I was amazed by Vertov’s montage; his kaleidoscope of shots birth-wedding-death was literally leading myself to epilepsy. After a premier in 1929 a lot of people criticized him for really speedy shots. But as for me, being a part of a new generation growing by watching MTV shows nothing can be faster. I think there was a perfect combination of slow and fast speed shots in the film. While watching a movie I could recognize the street in Kiev where I live and I saw some architectural pieces which are now gone, as they were destroyed during the World War II.

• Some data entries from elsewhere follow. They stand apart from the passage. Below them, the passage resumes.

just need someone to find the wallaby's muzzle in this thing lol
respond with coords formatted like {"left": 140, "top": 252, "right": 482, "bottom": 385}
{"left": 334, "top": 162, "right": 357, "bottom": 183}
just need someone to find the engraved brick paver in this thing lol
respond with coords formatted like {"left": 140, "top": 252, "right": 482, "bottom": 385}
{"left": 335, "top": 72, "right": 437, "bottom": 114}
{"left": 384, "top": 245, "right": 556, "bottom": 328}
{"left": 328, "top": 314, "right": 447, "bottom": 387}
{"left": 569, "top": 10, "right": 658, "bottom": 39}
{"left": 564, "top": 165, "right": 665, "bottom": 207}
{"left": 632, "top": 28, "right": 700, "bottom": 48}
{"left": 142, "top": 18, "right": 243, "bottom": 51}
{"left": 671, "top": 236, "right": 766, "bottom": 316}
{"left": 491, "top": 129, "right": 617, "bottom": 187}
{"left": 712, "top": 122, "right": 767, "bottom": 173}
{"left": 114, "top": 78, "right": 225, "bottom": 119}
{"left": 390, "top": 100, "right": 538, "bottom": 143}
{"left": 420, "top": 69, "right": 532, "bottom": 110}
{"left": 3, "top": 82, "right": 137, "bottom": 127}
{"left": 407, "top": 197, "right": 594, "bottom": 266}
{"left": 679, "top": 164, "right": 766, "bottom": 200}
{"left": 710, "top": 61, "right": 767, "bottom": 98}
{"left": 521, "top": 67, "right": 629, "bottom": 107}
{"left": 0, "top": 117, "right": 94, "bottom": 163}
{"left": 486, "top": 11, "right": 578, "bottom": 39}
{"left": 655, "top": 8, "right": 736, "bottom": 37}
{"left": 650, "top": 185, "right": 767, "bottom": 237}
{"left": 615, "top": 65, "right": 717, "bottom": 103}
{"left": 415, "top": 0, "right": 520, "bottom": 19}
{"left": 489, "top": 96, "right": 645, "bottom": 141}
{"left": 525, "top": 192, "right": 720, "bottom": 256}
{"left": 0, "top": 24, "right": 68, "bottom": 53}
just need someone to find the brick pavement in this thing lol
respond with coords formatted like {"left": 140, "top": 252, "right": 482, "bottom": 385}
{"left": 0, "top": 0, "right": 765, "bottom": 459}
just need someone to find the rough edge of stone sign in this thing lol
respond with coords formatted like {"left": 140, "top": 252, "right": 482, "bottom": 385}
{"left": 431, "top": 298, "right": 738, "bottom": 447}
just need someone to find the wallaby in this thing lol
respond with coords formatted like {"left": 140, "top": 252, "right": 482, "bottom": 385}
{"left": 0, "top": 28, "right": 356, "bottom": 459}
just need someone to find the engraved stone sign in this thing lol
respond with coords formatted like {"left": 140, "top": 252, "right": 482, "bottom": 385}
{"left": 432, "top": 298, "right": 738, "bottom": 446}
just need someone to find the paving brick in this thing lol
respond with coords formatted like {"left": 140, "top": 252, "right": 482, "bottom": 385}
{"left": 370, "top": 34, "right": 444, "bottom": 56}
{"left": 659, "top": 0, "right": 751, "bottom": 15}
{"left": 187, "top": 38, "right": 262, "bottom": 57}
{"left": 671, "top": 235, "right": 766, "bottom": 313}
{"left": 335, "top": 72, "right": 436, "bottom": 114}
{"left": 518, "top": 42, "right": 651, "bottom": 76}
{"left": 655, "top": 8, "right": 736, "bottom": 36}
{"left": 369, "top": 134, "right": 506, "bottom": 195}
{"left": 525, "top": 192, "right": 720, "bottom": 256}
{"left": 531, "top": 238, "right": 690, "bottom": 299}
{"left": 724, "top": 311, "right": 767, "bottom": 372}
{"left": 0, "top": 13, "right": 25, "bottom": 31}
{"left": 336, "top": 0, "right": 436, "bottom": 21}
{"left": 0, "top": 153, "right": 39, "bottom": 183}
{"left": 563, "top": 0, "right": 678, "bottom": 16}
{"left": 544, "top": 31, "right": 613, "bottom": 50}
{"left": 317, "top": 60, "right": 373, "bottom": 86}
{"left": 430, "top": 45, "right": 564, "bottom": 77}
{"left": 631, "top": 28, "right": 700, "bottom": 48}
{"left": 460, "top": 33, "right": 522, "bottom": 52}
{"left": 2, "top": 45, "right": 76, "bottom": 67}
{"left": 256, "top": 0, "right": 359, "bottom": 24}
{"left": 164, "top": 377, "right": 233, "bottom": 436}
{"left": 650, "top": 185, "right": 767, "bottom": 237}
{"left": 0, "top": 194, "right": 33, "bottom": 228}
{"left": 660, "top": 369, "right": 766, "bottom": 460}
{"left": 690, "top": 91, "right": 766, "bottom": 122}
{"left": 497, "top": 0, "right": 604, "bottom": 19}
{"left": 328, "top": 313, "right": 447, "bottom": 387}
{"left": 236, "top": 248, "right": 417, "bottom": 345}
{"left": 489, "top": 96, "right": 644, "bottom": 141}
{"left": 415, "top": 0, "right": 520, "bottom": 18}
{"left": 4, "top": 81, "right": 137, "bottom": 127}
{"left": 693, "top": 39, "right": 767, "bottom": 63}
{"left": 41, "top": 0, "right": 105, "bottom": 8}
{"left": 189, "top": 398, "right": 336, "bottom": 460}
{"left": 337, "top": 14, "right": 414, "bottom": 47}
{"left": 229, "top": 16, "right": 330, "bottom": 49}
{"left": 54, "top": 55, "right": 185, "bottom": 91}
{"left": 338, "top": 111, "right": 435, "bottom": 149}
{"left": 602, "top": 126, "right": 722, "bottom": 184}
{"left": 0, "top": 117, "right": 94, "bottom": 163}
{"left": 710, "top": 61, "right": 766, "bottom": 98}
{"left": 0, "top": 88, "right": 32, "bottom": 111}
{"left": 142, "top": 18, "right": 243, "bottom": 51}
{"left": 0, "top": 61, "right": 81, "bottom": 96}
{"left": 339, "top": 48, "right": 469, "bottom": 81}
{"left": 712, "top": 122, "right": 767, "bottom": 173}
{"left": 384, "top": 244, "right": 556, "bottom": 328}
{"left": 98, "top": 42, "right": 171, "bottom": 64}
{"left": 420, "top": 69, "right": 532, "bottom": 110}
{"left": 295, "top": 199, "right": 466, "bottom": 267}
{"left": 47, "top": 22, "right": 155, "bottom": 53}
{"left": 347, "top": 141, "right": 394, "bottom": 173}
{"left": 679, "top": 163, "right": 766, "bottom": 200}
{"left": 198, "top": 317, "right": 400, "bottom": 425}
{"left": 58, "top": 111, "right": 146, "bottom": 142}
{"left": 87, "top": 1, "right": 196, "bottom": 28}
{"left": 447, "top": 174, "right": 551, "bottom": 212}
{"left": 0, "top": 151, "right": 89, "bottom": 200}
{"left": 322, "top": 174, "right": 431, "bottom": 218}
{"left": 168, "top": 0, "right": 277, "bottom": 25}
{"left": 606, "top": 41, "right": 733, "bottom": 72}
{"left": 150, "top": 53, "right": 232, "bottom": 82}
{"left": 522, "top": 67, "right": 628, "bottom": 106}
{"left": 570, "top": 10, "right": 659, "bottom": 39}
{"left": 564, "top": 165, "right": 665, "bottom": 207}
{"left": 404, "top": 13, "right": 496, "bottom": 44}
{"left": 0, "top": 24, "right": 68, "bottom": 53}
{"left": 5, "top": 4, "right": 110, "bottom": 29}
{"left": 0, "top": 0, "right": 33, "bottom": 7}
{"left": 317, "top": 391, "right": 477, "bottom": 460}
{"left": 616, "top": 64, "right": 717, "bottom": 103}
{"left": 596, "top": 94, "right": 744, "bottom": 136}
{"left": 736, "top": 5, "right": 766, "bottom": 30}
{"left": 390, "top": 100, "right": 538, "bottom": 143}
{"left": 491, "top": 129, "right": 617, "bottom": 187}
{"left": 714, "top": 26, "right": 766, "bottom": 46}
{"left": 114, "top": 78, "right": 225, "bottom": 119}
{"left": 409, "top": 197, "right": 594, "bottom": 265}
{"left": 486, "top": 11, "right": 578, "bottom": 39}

If to review this movie from historical point of view, I must say that it is full of lies and fake. David Kaufmann (also known as Dziga Vertov) as many other writers and directors didn’t have a freedom of speech; he wasn’t allowed to show a real situation, as he was watched by the Russian government. The film is showing a daily life, people seem to be happy and everything is making viewers to believe that they live in a perfect country. However, in Ukraine 1929 is known as a “year of a great change”. In 1929 the forced collectivization of agriculture was launched which lead to impoverishment of dozen millions of people which followed by repressions and the Holodomor (great famine of 1932-1933) when 4 millions of Ukrainians where dead. In 2006 Ukrainian government officially recognized the Holodomor as genocide against Ukrainian people.
However, “Man with a movie camera” will forever remain in art as an example of unquenchable enthusiasm of the creator and, finally, for viewers it will never lose its topicality.